People of the shovel
Driving back from a ski yesterday near Paul Smiths, the narrow lane of open highway was threaded with people, in clumps or standing solitary.
The were bundled up to their noses, thick gloves, layered coats. And each of them carried that no-nonsense banner of the North Country, the snow shovel.
I’ve spent a lot of time out on the side of the road myself the last few days, shifting the white stuff from one place to the other, watching the snow plows and the sky fill in my driveway again.
As a matter of fact, the most deliberate one-on-one time I’ve spent with my son Nicholas this week has involved the two of us wielding our shovels.
No cell phones, no TVs, no gotta-get-there-quick. Just man (and boy) vs. nature, one shovel-load at a time.
I get it. All this snow can be a hassle. I have the back ache to prove it. But I’m a winter culture guy. I like this kind of weather and I like people who know how to cope with it and even enjoy it.
I don’t mean to be pollyana-ish, but a lot of those folks looked like they were having fun, or at least getting a breath of air, and enjoying the powerful sight of a big winter storm.
The lingering Puritan in me keeps whispering that the inconveniences and trials and burdens of this season set us apart in important ways from the flat-landers and sun-junkies who have fled our part of the world.
There is something satisfying about this kind of manual work, with success measurable and definable.
Again, I get it. I understand the siren song that calls to the snowbirds, offering ice-free pavement in January and green lawns in February.
But those of us who stick it out here can lay claim to a stubborn contrariness that’s worth a nod of self-congratulation. So dig deep and hoist those shovels high.
(Slate magazine has an article about healthy snow shoveling practices, which you can find here.)
I used to shovel. Then, my happiest moments were when a neighbor with a snowblower took pity on me and blew out at least one of the three driveway entrances to my house (we live on a corner and have two driveways, one semicircular). Now, I have a snowblower — a great, small but rugged thing I got at a garage sale for $75. If I had to choose between it and my car, I’d have to think about it.
I agree with you, Brian, 100%! Even though it is very hard work to shovel out by hand, and I am sometimes exhausted to tears, I have this fierce love for it and absolutely refuse to seek out easier ways of coping. I want to meet this force of nature directly, with my own physical energy.
One of the first blogs I read this morning was from Austin, TX where they are enduring their week of winter and temperatures got down into the lower 20s/high teens. At the end author assured his Northern readers that he would experience the opposite torture come summer. I know. My son lives there. It can be over 100º for a month at a time. So far I’m more willing to deal with our winters than their summers and I’m with Will. My shovel is now a snowblower.

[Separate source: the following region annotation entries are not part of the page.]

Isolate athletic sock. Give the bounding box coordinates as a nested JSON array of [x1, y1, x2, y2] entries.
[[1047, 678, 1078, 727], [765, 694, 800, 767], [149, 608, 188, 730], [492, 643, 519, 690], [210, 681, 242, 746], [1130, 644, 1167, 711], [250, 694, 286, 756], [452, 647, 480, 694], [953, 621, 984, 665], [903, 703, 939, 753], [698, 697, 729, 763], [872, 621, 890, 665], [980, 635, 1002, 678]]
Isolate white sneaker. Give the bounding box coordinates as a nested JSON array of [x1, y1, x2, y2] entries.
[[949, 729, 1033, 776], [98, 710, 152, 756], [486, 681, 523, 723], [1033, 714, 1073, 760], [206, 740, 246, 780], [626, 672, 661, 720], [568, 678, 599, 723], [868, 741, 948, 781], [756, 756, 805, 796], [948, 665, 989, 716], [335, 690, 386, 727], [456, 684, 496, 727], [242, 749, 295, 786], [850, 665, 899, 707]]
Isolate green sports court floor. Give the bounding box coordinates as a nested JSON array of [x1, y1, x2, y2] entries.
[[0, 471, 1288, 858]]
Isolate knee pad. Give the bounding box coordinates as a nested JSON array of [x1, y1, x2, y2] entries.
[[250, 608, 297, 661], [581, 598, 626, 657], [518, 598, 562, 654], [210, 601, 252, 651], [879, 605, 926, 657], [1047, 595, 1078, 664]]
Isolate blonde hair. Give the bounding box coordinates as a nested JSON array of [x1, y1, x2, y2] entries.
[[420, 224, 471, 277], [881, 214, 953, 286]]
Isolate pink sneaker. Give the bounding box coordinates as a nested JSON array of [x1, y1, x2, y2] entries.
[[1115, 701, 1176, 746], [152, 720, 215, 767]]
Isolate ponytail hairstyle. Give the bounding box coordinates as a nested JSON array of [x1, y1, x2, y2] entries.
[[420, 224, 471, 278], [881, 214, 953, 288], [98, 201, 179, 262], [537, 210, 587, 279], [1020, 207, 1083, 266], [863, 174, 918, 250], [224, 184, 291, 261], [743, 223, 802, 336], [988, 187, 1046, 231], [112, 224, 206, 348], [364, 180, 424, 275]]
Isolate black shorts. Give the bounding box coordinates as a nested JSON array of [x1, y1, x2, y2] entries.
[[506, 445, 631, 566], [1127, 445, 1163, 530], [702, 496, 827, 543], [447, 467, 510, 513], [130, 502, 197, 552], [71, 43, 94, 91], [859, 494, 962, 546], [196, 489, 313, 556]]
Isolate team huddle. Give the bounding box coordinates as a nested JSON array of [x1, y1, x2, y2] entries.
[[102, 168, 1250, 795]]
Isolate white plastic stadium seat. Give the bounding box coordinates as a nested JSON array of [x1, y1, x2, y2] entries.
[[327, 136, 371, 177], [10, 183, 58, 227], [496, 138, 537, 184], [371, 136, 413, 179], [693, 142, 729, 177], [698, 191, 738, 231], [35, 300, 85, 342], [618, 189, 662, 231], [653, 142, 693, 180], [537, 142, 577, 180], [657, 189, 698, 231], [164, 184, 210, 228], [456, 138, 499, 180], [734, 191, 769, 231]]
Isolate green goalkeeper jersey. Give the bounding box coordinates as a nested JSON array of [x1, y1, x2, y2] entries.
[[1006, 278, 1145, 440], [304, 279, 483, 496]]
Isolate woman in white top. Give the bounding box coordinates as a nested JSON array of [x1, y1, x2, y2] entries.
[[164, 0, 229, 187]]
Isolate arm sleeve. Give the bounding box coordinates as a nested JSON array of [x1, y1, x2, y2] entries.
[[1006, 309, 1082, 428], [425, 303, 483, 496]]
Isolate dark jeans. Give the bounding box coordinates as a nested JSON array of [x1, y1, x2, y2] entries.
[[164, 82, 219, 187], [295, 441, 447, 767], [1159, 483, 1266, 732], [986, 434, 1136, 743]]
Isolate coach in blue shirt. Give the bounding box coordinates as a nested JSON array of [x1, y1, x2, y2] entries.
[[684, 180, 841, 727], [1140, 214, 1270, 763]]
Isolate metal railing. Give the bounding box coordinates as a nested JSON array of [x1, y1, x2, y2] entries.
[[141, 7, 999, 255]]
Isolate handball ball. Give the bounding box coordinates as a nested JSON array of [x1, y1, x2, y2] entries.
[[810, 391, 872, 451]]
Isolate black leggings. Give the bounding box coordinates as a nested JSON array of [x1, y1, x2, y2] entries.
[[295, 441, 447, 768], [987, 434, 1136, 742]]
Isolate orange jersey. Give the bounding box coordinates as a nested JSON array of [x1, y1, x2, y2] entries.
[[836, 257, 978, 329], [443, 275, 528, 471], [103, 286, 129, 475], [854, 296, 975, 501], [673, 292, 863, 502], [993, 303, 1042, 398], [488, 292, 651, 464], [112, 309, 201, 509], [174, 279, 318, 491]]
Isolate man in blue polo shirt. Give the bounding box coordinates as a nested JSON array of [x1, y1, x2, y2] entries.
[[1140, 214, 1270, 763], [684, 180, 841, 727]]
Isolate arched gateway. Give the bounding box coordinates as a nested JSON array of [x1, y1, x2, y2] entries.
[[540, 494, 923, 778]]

“People of the Snowblower” just doesn’t have the same ring to it. As a coda to my happy talk about shoveling, I’ll confess that while driving through Warrensburg I glimpsed a guy just beginning to shovel out a VERY long driveway. He had made the tiniest dent and was standing there looking at his trapped car, which looked like a Matchbox off in the distance. Not much romance in his heart, I suspect.
–Brian, NCPR
I like shoveling it is one of the few manual tasks that I can do well and with confidence and it has a result that is actually much needed.
I still shovel, just not as much as I used to. I enjoyed shoveling but it did so much damage to my back that I finally broke down and bought a snowblower about 6 years ago… and my back is so much better for it. But I don’t use it unless I have to – yesterday was only the 2nd time I had it out this year. I shovel the plow dump at the end of the driveway and I drive on it when it isn’t too deep (no, I do not own a 4 wheel drive – front wheel drive with good snow tires) I don’t enjoy the snowblowing nearly as much as the shoveling – too noisy and the fumes are not pleasant… and I feel guilty for putting just a little more carbon into the atmosphere (that statement will come back to bite me someday) which is why I try to limit how much I use it. I liked the quiet of shoveling, especially at night.
I am with Brian – I love winter, every aspect of it including moving the snow around. I took this morning off and skied Whiteface for a few hours (I’m paying for it now with a late night at work) I’ll sneak in an early departure from the gallery in the late afternoon to get in a x-c ski on the Bloomingdale Bog RR bed when I can. I LOVE that I can DO that!… and I can, living where I do, in the middle of the Adirondacks. I live in a town that celebrates winter by building an ice palace, so being surrounded by people that really like winter probably has a bit of an influence on my attitude as well. I honestly don’t understand those that complain about winter and yet continue to live here. If you don’t like winter this is about the last place I would think you’d want to live. Oh, and I’m one of those that brags to out of town friends when my town gets to make another claim as the cold spot in the nation.
On a very warm day early last spring (probably April) I passed a man in Gabriels, dressed in his red flannel shirt, with a pickaxe and shovel chopping his way into his front entry after a long winter build-up of metal-roof-shed snow and ice. (The side entry to the drive was clear, of course.) I should have stopped to take a picture. When I came back through he was done; square and clean, no salt, no ice-melt. Spring in the Adirondacks.